A lot has changed for Laurie Berkner since the release of her last CD, 2002’s award-winning Under a Shady Tree. Her husband, Brian Mueller, left the band to attend grad school; the group became a staple on the Noggin channel, appearing in music videos between programs and on Jack’s Big Music Show; and the queen of kindie rock became a mom herself. Now the band is back with Rocketship Run, a concept album about hunting for treasure, aimed at the preschool set. Time Out Kids caught up with the Manhattan-based musician to talk about the new disc and why it took so long to get here.
Why the six-year gap between albums?
I do albums when I feel inspired. While I was pregnant and when my daughter, Lucy, was little, I was pouring all of my creativity into my daily life. I had to wait until Lucy [now 3] was old enough so that I could find time for an album. It took almost a year to write, arrange and record.
Has becoming a mom changed your music?
Lucy’s part of why I got interested in writing again. The songs I wrote when she was younger were very personal, very mother-to-child, but that’s not the kind of CD I make. I tend to write from the kid place in me, and those songs started coming out as Lucy got older and being with her became more of an interactive experience.
Rocketship Run features myriad musical styles—ska, a jig, folk, lullabies—and the recurring theme of “Going on a Hunt.” Did you conceive it as a concept album?
By the end, yes, but not at the beginning. “Going on a Hunt” was something I would sing with Lucy around the house when we lost things; the song just kept growing and growing. Making the CD was a journey, and that’s exactly what the album is about.
The album’s accompanied by a booklet. How does it fit into the disc’s concept?

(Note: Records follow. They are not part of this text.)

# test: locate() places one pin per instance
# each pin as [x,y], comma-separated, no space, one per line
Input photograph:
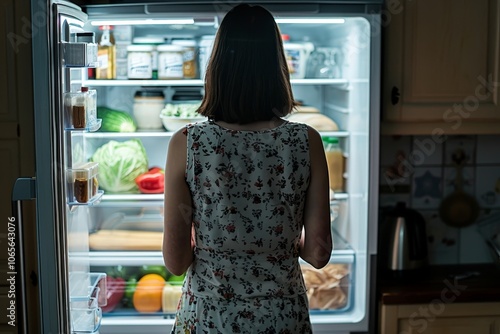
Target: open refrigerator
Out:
[334,53]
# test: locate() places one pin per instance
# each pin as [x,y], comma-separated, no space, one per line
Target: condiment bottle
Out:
[335,161]
[106,55]
[90,105]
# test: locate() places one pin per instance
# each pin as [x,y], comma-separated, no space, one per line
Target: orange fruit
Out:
[148,293]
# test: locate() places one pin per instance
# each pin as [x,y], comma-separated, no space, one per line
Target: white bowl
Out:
[174,123]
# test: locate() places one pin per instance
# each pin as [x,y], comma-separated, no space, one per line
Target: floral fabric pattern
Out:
[248,190]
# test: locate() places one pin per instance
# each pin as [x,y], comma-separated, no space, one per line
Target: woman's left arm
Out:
[178,207]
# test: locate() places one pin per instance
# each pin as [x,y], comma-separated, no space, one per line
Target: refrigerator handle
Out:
[24,189]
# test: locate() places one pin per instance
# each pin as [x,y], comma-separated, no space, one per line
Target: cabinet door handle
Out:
[395,95]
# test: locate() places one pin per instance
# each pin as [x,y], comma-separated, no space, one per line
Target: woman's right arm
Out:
[316,241]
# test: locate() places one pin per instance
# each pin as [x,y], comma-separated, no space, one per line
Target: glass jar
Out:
[148,105]
[140,61]
[170,62]
[335,161]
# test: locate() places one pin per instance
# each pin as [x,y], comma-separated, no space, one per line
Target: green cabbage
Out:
[119,164]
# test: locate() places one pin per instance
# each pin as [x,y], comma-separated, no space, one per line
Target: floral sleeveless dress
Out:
[248,190]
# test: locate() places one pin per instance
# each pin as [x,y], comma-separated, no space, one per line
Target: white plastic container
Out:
[140,61]
[147,107]
[189,67]
[296,55]
[170,62]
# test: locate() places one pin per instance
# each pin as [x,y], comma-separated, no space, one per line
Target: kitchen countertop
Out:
[456,283]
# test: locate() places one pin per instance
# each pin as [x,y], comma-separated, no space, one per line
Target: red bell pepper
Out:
[151,182]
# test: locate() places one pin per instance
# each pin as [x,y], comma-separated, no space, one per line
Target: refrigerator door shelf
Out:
[93,201]
[85,287]
[90,128]
[198,82]
[85,316]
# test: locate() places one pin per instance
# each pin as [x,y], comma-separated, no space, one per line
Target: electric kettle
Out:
[405,238]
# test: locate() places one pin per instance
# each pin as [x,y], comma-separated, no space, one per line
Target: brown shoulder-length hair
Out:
[247,76]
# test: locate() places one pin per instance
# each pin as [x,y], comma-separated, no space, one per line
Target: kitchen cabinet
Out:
[441,317]
[441,67]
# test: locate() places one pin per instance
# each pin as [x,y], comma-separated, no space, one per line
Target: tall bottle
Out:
[106,54]
[335,161]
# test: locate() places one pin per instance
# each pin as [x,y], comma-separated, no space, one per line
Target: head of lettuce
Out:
[119,164]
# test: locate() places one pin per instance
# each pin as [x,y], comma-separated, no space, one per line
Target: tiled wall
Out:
[420,170]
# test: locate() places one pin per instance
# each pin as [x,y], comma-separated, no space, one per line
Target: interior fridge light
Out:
[310,20]
[141,22]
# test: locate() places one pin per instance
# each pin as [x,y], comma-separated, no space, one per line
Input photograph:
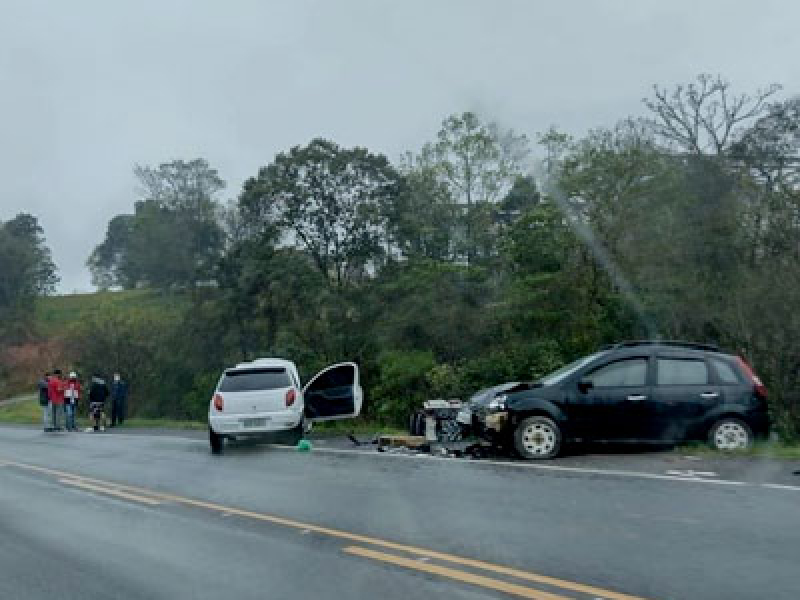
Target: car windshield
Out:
[558,376]
[250,380]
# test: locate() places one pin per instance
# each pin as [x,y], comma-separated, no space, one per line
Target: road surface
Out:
[143,516]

It has pages of composite pictures of real landscapes, and there’s a magnifying glass and hidden treasure to find on each page. We put as much work into the booklet as we did into the music. I had no idea it would be so epic.
Is it strange being a rock goddess to this age group?
It’s so funny. There are all these people who write to us and are such loyal, loving fans, who know every word by heart. Then, on the other hand, there are all these people who don’t know us at all. Like when we went on The View, Whoopi said something like, “Are they anything like the Wiggles?” There’s a thick black line between the people who know us and the ones who have no idea who we are.